JERUSALEM Israel sought to prevent the shekel rising further on Tuesday by agreeing to allow Intel Corp (INTC.O) to pay the tax due on its planned purchase of Israeli autonomous vehicle technology firm Mobileye (MBLY.N) in dollars.
Intel agreed to buy Mobileye for $15.3 billion in March in a deal which, if completed, is expected to result in a capital gains tax payment of $1 billion to $1.5 billion.
Israel had initially believed the money would fund tax cuts, but the central bank was worried converting such a large sum from dollars would further strengthen the shekel, which Bank of Israel officials have said is "over-valued".

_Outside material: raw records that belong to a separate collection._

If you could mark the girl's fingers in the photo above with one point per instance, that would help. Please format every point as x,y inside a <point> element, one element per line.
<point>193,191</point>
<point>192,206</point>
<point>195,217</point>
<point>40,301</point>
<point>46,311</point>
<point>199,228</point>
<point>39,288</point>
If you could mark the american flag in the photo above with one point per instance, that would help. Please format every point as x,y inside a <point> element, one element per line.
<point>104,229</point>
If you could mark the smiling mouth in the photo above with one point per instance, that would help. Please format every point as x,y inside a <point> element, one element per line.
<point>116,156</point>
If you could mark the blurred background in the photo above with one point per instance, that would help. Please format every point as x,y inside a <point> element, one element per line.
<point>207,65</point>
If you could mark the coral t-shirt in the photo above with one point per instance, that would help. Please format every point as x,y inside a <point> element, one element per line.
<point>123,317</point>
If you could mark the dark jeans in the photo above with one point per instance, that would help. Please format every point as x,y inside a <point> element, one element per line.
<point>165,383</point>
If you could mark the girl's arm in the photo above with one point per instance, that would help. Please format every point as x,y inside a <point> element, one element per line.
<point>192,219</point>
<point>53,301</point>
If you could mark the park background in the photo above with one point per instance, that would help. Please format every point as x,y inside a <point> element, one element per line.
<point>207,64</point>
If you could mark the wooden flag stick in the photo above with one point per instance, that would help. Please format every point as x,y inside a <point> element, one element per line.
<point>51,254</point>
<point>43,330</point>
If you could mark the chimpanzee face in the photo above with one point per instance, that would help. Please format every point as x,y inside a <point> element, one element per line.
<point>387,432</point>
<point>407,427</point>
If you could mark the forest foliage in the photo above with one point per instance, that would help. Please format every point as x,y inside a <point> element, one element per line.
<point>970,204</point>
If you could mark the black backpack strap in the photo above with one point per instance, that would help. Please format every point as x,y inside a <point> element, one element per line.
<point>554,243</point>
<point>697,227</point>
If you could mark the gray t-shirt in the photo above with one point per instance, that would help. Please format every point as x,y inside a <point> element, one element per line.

The Israel Tax Authority, accountant general and Bank of Israel said in Tuesday's joint statement that Intel will be able to pay the taxes derived from the Mobileye transaction in U.S. dollars "with the aim of preventing an impact on the exchange rate and over-appreciation of the shekel".
Any taxes paid from the deal could then either be deposited at the Bank of Israel as foreign exchange reserves or spent abroad by Israel on arms or other items.
The shekel ILS= has gained 7 percent against the dollar so far in 2017 to a 27-month high of 3.6. It is also close to a 15-year peak versus the euro EURILS= and at an all-time high against a basket of currencies.
The Bank of Israel has tried to halt the appreciation through market intervention and its foreign exchange reserves hit a record high of $105.1 billion in April.